Bu bütünsel bakış açısı, L’Oréal’in sürdürülebilirliği yalnızca çevresel bir sorumluluk değil, aynı zamanda insan ve toplum odaklı kapsayıcı bir dönüşüm aracı olarak gördüğünü ortaya koyuyor.

Yeniden doldurulabilir ürünler ile dönüşüm: Daha az atık, daha fazla sürdürülebilirlik

Atığı azaltmak amacıyla L’Oréal Türkiye, yeniden doldurulabilir ürün portföyünü genişleterek tüketici alışkanlıklarını değiştirmeyi hedefliyor. Parfüm, cilt ve saç bakımını kapsayan birçok ürün, evde veya satış noktalarında yeniden doldurulabilir ürünler sunuluyor. Tüm ürünlerin yeniden doldurulabilir, geri dönüştürülebilir veya kompost yapılabilir hale getirilmesi amacıyla L’Oréal 2030 yılına kadar saf plastik miktarını %50 azaltmayı, ambalaj malzemelerinin %50’sini geri dönüştürülmüş ya da biyobazlı kaynaklardan sağlamayı, ambalaj yoğunluğunu %20 azaltmayı hedefliyor.

Ayrıca ürün bileşenlerinin %75’inden fazlasının doğadan veya geri dönüştürülmüş kaynaklardan, kullanılan biyobazlı içeriklerin ise en az %90’ının sürdürülebilir biçimde temin edilmesi planlanıyor.

2030’a kadar sosyal etkiyi büyütme hedefi

L’Oréal, 2020 yılında başlattığı ‘Gelecek İçin L’Oréal’ Sürdürülebilirlik Programı kapsamında yalnızca çevresel değil, aynı zamanda toplumsal kalkınma ve eşitlik hedeflerini de önceliklendiriyor. 2030 yılına kadar 100.000 dezavantajlı bireyin işe erişimini sağlamak, 5 milyon kadının güçlenmesine katkıda bulunmak ve 10 milyon kişiye markalarımızın çevresel ve sosyal fayda programlarıyla ulaşmak taahhütleriyle sosyal etkisini artırmayı hedefliyor.

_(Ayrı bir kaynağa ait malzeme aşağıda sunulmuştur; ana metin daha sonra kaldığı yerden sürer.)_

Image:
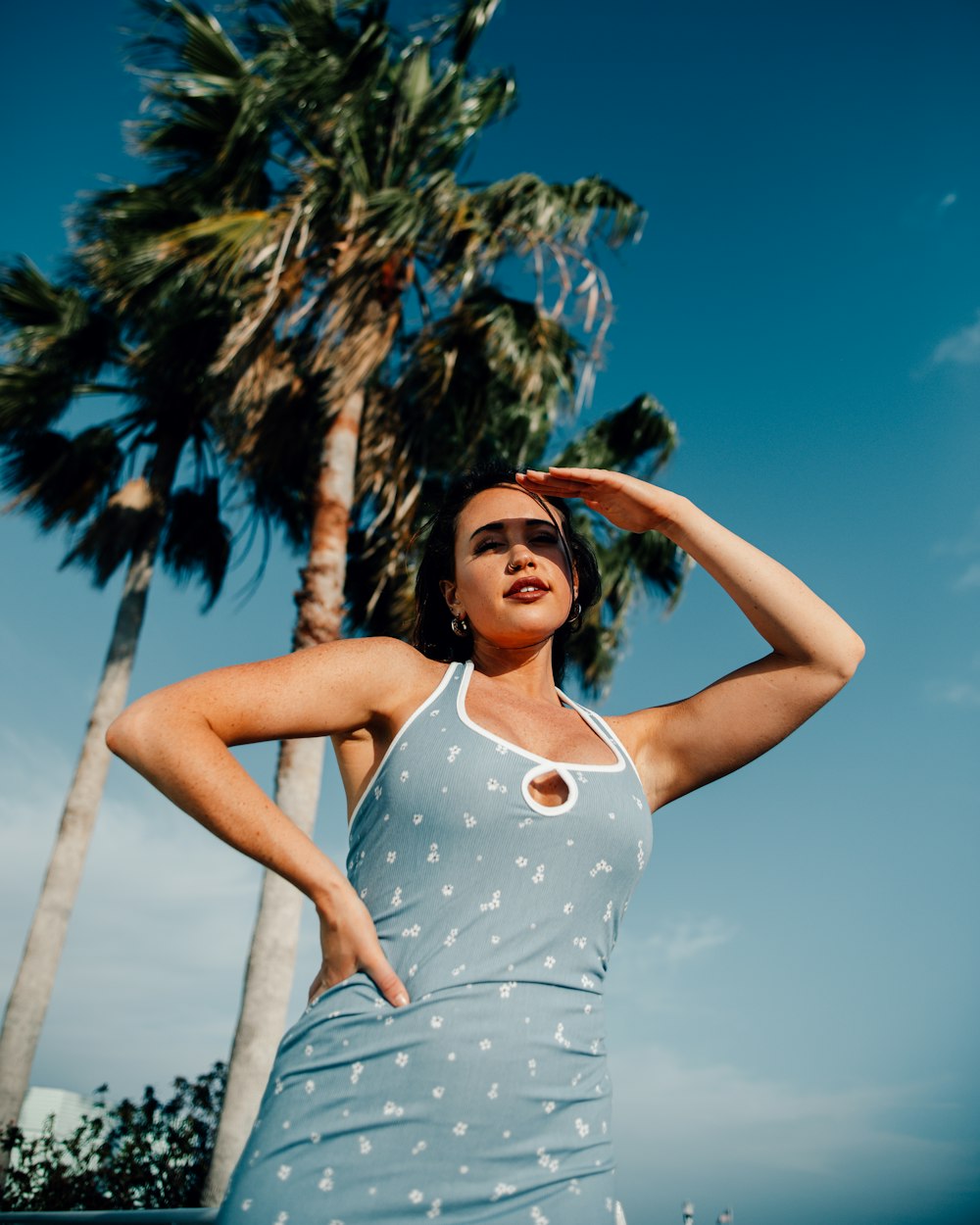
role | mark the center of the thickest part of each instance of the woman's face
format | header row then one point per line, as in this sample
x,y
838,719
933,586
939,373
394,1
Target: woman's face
x,y
514,582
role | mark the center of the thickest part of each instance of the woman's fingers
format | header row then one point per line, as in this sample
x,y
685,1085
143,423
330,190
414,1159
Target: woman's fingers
x,y
387,981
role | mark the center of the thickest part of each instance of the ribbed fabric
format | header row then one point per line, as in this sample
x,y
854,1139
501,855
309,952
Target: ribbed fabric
x,y
486,1099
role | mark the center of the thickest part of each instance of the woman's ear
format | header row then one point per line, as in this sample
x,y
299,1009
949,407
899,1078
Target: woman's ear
x,y
449,593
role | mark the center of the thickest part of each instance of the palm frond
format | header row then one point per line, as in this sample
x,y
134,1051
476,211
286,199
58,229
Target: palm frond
x,y
122,529
59,478
196,542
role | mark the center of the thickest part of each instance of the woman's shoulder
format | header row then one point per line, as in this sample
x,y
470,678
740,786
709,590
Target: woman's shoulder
x,y
382,665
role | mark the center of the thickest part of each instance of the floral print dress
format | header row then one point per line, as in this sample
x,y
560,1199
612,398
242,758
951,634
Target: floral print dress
x,y
486,1099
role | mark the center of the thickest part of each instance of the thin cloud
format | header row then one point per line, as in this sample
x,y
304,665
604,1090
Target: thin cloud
x,y
961,348
969,578
682,941
961,694
686,1125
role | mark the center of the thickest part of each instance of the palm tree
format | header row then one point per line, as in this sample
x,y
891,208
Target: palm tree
x,y
114,485
373,352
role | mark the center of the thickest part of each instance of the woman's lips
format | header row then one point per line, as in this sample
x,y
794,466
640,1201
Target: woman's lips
x,y
525,592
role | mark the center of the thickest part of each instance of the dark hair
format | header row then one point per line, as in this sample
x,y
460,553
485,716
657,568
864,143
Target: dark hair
x,y
432,631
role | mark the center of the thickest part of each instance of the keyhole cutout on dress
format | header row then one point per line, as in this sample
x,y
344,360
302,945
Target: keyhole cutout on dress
x,y
549,789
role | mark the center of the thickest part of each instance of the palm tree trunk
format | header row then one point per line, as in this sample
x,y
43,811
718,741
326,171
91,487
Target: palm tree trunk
x,y
273,950
32,988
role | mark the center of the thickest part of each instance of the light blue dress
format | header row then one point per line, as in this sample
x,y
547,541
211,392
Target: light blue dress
x,y
486,1099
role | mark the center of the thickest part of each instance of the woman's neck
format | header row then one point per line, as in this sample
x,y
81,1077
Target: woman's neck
x,y
525,670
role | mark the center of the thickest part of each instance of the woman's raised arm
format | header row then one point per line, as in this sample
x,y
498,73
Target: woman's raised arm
x,y
687,744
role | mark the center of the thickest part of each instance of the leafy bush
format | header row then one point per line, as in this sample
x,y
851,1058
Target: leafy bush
x,y
147,1154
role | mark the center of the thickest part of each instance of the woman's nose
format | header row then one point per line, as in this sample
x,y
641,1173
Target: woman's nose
x,y
518,559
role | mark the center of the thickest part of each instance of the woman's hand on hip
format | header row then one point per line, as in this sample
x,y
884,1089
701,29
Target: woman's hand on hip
x,y
626,501
349,944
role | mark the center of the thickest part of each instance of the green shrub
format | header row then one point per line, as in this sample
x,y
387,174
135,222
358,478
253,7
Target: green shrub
x,y
146,1154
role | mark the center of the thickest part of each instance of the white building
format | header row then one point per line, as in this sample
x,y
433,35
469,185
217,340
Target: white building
x,y
67,1106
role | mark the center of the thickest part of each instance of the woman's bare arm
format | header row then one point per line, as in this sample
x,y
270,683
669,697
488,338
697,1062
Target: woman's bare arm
x,y
814,652
177,738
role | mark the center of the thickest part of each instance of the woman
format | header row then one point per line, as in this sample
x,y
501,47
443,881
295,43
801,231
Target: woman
x,y
451,1062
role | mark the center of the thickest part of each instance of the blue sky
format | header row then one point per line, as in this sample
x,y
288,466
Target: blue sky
x,y
794,999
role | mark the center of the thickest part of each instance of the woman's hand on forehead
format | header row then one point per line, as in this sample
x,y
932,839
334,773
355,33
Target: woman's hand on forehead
x,y
626,501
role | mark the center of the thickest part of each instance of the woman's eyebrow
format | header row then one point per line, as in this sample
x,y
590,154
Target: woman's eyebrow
x,y
499,525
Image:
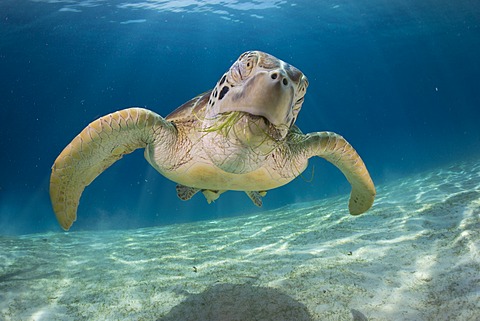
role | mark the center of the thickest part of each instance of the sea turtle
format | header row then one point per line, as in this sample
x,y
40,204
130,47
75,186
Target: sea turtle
x,y
239,136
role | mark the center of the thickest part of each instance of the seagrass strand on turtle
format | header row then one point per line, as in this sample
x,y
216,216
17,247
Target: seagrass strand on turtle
x,y
240,136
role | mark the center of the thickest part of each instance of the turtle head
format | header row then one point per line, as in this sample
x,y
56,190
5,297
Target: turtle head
x,y
261,85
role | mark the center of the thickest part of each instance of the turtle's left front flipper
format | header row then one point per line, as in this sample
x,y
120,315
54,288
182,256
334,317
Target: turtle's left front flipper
x,y
98,146
340,153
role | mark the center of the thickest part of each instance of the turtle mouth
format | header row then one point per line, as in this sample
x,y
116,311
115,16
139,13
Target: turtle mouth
x,y
247,126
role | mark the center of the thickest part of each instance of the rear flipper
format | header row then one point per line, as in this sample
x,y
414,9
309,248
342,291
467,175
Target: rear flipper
x,y
256,197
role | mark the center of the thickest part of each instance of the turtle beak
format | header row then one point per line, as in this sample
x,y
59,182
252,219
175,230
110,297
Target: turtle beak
x,y
269,94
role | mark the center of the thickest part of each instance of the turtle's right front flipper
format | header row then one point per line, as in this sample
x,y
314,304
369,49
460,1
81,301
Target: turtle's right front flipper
x,y
98,146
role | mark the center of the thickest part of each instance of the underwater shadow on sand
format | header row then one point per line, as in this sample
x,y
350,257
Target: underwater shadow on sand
x,y
231,302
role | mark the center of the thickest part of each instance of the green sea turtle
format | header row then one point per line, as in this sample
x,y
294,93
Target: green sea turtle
x,y
239,136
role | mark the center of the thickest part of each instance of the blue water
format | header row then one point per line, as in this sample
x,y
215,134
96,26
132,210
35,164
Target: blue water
x,y
398,79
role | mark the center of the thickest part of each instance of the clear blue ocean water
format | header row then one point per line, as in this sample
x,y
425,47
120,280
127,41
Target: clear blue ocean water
x,y
399,79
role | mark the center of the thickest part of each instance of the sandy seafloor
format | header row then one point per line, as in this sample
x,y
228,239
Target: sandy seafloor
x,y
414,256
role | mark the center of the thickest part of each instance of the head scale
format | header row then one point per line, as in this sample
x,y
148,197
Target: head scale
x,y
261,85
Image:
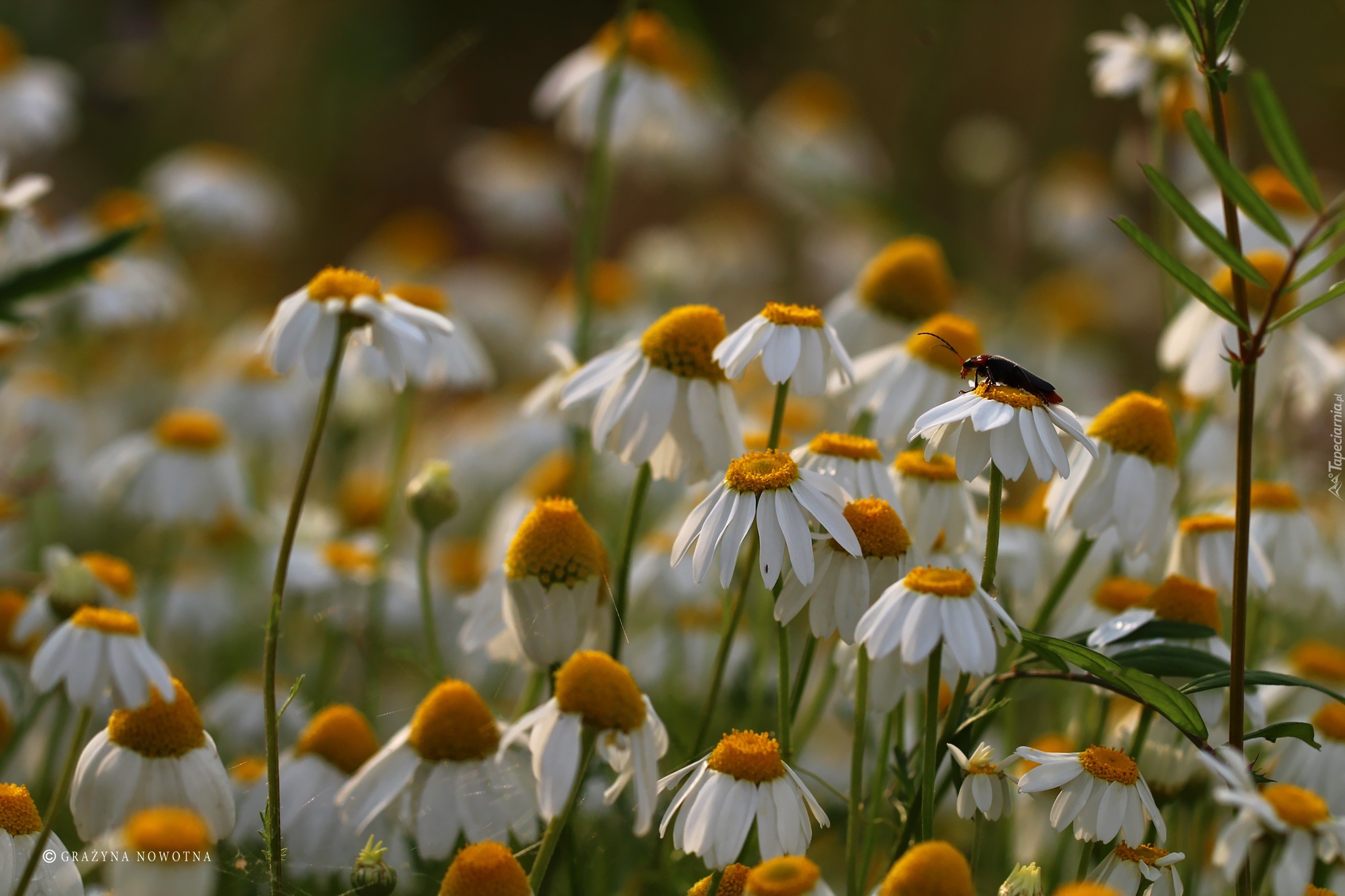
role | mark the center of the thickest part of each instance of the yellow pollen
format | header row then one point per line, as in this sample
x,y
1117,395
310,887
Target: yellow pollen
x,y
961,333
940,468
762,472
485,870
1274,496
946,584
1138,423
341,735
747,756
1009,395
167,829
159,730
18,813
599,688
682,340
106,620
793,314
343,284
908,280
1296,805
1111,765
933,868
856,448
1119,594
190,429
112,571
783,876
556,545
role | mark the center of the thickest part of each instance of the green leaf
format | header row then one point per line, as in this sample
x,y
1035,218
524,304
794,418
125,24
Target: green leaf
x,y
1200,226
1189,280
1298,730
1232,181
1281,140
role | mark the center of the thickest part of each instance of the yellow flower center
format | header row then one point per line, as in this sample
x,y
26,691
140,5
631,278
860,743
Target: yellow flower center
x,y
188,429
933,868
340,734
793,314
106,620
1274,496
961,333
454,725
1119,594
343,284
783,876
599,688
556,545
908,280
485,870
682,340
1296,805
946,584
856,448
747,756
159,730
1138,423
18,813
167,829
1111,765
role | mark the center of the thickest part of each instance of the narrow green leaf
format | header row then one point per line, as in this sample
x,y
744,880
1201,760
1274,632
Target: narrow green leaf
x,y
1281,140
1234,183
1189,280
1200,226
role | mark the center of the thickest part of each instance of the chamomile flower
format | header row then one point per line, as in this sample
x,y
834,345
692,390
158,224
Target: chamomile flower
x,y
986,786
1102,793
844,585
155,756
665,399
931,606
183,471
596,691
795,344
1005,425
101,652
770,490
440,775
1130,482
743,779
903,381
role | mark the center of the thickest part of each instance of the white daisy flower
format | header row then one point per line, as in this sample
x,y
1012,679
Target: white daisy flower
x,y
97,653
899,383
1003,425
1300,816
770,490
844,585
795,344
663,399
1130,482
931,606
441,778
1102,793
743,779
596,691
305,322
985,786
1129,868
156,756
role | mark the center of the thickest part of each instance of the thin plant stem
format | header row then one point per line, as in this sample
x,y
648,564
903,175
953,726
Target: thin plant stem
x,y
277,593
58,797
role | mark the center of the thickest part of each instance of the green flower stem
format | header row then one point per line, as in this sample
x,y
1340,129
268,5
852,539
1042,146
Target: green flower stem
x,y
58,798
277,593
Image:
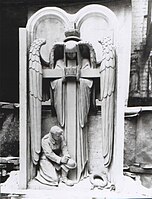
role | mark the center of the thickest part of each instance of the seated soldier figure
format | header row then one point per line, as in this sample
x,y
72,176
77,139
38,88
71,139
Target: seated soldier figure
x,y
55,157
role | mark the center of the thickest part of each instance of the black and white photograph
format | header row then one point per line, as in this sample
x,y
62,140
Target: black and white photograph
x,y
75,99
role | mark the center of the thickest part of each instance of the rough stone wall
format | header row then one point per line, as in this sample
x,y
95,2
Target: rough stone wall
x,y
139,23
139,34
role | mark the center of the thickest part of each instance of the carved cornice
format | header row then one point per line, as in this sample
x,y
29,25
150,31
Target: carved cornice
x,y
50,2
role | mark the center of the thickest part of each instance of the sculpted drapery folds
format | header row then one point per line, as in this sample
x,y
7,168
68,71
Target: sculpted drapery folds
x,y
71,97
71,62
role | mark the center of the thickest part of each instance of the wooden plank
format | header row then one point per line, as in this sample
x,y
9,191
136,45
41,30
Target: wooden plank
x,y
58,73
23,108
53,73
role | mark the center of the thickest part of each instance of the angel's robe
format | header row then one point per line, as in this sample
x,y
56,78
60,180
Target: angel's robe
x,y
72,103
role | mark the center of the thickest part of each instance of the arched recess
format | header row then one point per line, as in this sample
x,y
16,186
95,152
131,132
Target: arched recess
x,y
49,23
96,22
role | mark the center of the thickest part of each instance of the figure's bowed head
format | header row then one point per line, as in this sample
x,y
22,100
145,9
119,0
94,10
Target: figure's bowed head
x,y
56,132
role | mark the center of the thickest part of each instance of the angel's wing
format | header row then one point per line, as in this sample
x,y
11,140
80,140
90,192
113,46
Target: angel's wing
x,y
107,89
35,97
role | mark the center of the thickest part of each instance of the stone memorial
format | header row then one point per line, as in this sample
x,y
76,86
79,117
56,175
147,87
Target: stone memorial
x,y
73,62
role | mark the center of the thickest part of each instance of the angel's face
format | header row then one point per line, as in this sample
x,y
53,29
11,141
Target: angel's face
x,y
57,135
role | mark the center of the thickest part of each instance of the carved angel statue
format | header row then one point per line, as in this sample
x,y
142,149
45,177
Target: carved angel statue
x,y
72,96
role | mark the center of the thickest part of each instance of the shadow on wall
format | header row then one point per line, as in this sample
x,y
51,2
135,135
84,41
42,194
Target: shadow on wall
x,y
9,131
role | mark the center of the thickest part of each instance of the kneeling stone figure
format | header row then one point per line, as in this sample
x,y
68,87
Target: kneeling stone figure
x,y
55,157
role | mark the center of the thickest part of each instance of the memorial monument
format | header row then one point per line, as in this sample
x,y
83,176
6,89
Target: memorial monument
x,y
73,61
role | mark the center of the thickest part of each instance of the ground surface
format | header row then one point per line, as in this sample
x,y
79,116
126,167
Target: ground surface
x,y
128,189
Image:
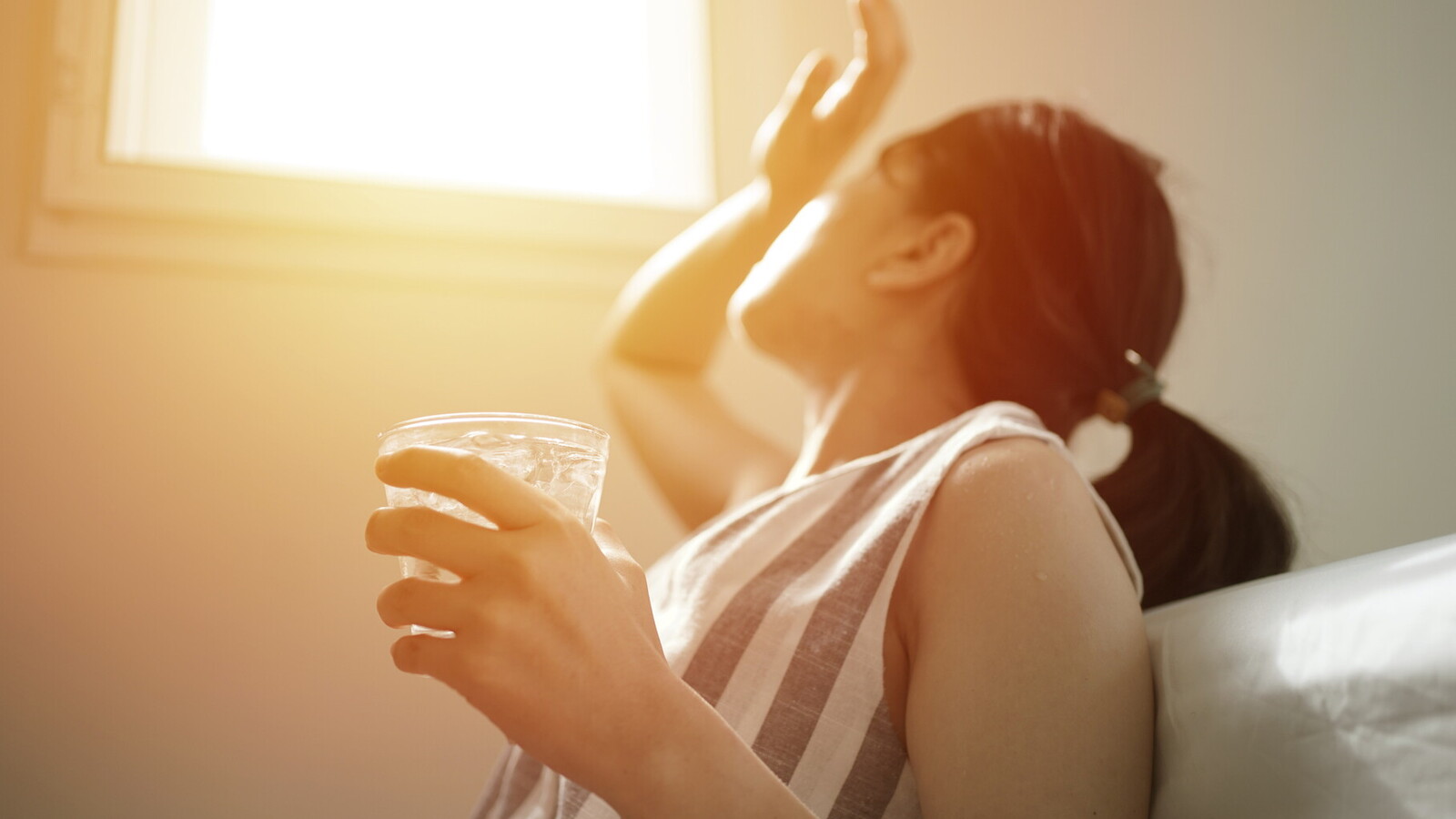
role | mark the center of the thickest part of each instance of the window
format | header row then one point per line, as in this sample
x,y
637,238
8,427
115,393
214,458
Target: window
x,y
360,153
560,98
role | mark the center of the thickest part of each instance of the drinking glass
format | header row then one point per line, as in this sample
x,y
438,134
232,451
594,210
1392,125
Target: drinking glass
x,y
565,460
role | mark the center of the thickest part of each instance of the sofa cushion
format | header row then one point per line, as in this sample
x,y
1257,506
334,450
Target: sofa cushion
x,y
1327,693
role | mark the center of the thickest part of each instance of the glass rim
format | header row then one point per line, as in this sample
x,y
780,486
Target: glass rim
x,y
529,417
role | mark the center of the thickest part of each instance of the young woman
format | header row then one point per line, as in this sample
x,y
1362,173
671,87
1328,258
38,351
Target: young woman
x,y
926,610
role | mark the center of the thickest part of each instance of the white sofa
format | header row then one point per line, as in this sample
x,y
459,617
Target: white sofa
x,y
1327,693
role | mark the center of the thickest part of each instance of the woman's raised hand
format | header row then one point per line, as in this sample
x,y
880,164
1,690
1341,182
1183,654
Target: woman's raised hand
x,y
805,137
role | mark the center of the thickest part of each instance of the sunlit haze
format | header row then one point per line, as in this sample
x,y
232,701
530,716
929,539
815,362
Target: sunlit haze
x,y
553,96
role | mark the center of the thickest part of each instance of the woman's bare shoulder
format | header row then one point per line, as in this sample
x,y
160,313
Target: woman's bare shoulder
x,y
1026,656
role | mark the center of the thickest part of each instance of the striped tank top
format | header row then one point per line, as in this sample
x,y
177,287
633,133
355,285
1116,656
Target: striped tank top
x,y
775,614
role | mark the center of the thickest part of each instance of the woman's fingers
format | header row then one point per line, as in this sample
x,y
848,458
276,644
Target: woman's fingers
x,y
466,477
878,36
808,85
424,602
880,55
421,653
449,542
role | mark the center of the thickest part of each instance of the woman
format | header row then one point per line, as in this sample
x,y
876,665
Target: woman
x,y
926,611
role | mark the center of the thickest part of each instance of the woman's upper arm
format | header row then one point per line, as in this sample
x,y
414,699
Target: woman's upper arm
x,y
1030,688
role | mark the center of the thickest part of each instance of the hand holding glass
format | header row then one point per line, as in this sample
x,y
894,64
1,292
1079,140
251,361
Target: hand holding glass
x,y
565,460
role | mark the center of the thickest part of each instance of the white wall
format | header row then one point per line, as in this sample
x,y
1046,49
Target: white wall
x,y
186,606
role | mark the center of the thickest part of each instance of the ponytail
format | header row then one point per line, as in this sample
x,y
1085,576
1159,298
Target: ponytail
x,y
1198,513
1077,263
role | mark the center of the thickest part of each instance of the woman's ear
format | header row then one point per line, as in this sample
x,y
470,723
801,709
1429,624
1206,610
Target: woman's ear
x,y
936,249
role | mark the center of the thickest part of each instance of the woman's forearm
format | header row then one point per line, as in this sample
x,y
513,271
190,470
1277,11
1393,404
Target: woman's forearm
x,y
698,767
672,310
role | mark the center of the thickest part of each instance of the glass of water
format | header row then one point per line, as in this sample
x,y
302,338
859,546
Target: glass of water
x,y
565,460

Bilim temelli, ölçülebilir ve insan odaklı bu yaklaşım; L’Oréal Türkiye’nin sürdürülebilirliği iş yapış biçiminin merkezine alarak, toplumu da bu dönüşümün bir parçası haline getirme vizyonunu yansıtıyor.

50 bin tohumla doğaya katkı

L’Oréal Türkiye, gezegenimizin sınırlarına saygı duymak adına hedeflerini sadece üretim süreçlerinde değil, çevrenin ve toplumun her katmanında hayata geçiriyor. 2025 Yurttaşlık Günü Etkinlikleri kapsamında, Ecording ve Sosyal İklim Derneği iş birliğiyle yürütülecek projeyle; orman yangınlarından zarar gören bölgelerde, Muğla özelinde belirlenen alanlara drone teknolojisiyle, 6000 metrekare alanı kapsayacak şekilde 50.000 tohum topu bırakacak. L’Oréal Türkiye çalışanlarının gönüllü katılımıyla tohumların hazırlanacağı projede, doğaya kolektif katkı sunulması hedefleniyor. Tüketicilerin %76’sı iklim değişikliği konusunda endişe duyarken, L’Oréal Türkiye bu bilinçle çevre dostu tüketim tercihlerine rehberlik ediyor.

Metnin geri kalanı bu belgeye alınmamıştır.